I just saw a commercial that said "call your doctor if erections last more than 4 hours". I said "disgusting" and my mom said "I know, i hate when that happens." Get me out of here.
so i woke up in some guy's bed but then i realized i can atone for this tomorrow
They threw me out of the bar because I was arguing business ethics with the owner of th bar
she said she didn't want to sleep with me again because I wasnt a generous lover. I ignored her slight moustache, didnt i? i think thats pretty damn generous
I'm drinking keystone with a homeless man I found. It's making me feel uncomfortable.
He's like a perfect storm of amazing hair and horrible judgment.
Hey! I was tired. I threw up in two parking lots yesterday.

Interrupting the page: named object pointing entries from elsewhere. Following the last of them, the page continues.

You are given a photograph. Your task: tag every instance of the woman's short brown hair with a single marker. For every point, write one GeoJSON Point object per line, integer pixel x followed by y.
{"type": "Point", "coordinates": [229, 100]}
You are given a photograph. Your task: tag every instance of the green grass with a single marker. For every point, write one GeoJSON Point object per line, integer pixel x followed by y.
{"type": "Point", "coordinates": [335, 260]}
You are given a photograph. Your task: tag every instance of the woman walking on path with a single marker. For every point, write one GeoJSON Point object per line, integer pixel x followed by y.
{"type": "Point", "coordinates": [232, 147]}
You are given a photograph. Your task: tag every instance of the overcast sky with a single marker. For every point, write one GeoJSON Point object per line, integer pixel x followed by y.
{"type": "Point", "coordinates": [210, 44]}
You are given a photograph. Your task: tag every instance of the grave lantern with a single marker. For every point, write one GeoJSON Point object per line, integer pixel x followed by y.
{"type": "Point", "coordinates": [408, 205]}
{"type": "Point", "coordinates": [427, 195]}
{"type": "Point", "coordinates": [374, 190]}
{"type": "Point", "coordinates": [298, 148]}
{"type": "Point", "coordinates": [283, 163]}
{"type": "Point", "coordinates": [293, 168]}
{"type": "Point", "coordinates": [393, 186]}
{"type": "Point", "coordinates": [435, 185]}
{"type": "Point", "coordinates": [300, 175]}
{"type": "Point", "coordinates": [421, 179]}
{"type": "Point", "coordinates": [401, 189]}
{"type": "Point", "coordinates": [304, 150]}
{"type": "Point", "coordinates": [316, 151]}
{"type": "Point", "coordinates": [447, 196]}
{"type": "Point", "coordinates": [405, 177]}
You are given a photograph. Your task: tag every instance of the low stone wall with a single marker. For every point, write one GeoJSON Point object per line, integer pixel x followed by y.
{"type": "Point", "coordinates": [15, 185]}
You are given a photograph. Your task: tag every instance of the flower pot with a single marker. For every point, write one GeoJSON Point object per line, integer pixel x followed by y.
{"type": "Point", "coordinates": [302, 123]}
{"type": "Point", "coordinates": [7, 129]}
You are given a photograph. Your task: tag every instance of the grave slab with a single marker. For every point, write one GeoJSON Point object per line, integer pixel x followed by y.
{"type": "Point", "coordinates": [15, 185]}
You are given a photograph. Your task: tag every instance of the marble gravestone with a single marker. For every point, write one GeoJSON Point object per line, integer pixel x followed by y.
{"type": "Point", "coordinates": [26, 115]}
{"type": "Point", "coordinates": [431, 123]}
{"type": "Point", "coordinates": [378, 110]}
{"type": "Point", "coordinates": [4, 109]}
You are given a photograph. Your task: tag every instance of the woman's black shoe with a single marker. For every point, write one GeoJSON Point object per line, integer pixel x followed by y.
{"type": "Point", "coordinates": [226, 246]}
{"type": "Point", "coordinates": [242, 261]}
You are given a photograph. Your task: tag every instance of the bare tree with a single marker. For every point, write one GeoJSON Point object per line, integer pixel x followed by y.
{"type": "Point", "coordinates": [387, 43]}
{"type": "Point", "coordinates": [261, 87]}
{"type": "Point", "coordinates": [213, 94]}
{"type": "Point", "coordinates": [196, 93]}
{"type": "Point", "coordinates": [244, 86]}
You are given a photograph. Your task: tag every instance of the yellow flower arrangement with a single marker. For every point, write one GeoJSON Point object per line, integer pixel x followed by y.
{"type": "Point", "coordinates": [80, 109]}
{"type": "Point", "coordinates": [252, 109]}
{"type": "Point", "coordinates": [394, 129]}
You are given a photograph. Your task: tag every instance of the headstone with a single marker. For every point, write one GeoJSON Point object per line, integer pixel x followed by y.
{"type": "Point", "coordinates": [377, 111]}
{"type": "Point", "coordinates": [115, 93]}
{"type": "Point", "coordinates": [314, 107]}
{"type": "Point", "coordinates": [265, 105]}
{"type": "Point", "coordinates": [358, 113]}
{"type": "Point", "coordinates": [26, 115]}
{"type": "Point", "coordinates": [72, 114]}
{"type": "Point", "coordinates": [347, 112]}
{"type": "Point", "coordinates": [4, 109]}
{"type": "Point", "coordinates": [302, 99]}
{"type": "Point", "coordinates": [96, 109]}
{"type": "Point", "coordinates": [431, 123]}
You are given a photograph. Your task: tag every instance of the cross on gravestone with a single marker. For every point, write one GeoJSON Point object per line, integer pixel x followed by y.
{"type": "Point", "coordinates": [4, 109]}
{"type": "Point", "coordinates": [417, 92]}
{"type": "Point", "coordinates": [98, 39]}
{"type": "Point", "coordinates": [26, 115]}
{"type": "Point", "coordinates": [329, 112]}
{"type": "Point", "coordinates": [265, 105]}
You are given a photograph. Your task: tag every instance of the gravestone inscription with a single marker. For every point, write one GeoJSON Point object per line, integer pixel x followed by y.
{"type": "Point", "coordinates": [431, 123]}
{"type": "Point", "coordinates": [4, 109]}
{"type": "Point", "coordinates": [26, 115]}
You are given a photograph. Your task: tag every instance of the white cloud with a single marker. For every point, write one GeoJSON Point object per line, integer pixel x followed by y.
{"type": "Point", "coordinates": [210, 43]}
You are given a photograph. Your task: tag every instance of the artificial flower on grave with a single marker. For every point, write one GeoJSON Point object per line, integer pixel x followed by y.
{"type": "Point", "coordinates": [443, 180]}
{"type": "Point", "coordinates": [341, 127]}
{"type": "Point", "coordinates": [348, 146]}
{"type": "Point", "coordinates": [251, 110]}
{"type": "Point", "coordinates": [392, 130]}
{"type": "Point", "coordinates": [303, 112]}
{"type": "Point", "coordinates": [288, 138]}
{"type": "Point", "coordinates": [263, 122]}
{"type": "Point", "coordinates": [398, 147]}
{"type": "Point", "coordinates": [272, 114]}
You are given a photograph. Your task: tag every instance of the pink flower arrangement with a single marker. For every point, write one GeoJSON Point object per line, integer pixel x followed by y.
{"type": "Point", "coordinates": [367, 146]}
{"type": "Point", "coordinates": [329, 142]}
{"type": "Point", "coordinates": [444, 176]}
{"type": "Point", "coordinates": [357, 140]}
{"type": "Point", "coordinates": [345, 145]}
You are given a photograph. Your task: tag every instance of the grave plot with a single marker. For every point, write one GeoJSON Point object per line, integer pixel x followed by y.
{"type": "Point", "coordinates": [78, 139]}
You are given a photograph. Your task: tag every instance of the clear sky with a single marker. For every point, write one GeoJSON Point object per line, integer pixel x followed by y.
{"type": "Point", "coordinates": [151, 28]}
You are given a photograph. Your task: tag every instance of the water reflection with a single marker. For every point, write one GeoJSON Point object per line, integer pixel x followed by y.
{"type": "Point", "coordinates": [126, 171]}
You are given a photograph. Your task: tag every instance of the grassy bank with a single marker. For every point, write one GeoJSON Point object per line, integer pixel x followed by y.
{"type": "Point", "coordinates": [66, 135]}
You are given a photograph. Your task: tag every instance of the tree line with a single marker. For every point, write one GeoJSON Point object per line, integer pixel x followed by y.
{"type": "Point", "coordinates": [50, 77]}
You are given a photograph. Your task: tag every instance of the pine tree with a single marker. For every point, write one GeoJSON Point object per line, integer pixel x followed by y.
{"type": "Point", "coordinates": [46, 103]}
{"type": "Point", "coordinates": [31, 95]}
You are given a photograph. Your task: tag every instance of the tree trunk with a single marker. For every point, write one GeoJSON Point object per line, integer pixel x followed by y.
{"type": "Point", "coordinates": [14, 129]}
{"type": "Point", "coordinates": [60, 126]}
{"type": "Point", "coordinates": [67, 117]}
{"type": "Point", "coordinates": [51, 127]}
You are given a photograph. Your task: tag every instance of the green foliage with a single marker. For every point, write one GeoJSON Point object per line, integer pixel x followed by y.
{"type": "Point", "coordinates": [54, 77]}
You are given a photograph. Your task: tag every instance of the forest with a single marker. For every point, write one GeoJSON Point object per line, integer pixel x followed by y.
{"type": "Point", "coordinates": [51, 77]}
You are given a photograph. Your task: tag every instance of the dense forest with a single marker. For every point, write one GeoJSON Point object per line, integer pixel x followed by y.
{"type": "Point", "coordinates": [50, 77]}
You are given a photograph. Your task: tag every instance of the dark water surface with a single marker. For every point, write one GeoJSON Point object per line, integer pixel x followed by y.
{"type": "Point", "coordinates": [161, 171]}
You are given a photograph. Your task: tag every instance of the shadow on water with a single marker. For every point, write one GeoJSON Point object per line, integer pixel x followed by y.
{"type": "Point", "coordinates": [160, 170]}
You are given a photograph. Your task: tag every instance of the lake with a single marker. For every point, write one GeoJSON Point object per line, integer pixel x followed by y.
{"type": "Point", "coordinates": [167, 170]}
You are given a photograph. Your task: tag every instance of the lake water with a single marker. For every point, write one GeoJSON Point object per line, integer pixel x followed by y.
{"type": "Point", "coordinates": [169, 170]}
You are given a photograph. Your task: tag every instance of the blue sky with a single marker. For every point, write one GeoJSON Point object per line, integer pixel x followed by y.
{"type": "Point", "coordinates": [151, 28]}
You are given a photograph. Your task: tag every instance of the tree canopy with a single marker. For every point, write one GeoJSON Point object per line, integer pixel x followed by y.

Where are you? This girl fell on a baby. She is just gone. Please Hurry
I'm hurrying
Dude. She just shit herself.
How do the freshmen here NOT understand the tricks we are playing on them by now? Doesn't bode well for grad numbers. Idiots.
but they dont look like handprints. looks like someone had a boxing match with my tits and my tits lost
I was carrying around a bottle of Jameson yelling rescue me
The brazilian leg lock that the stripper put me in was definitely the highlight of the night
I wore heels to a golf store in hopes of getting laid. I've hit a new all time low.
Soooo I think my neighbor just saw me masturbating on my porch
so let me get this straight you just stared at his boner all night?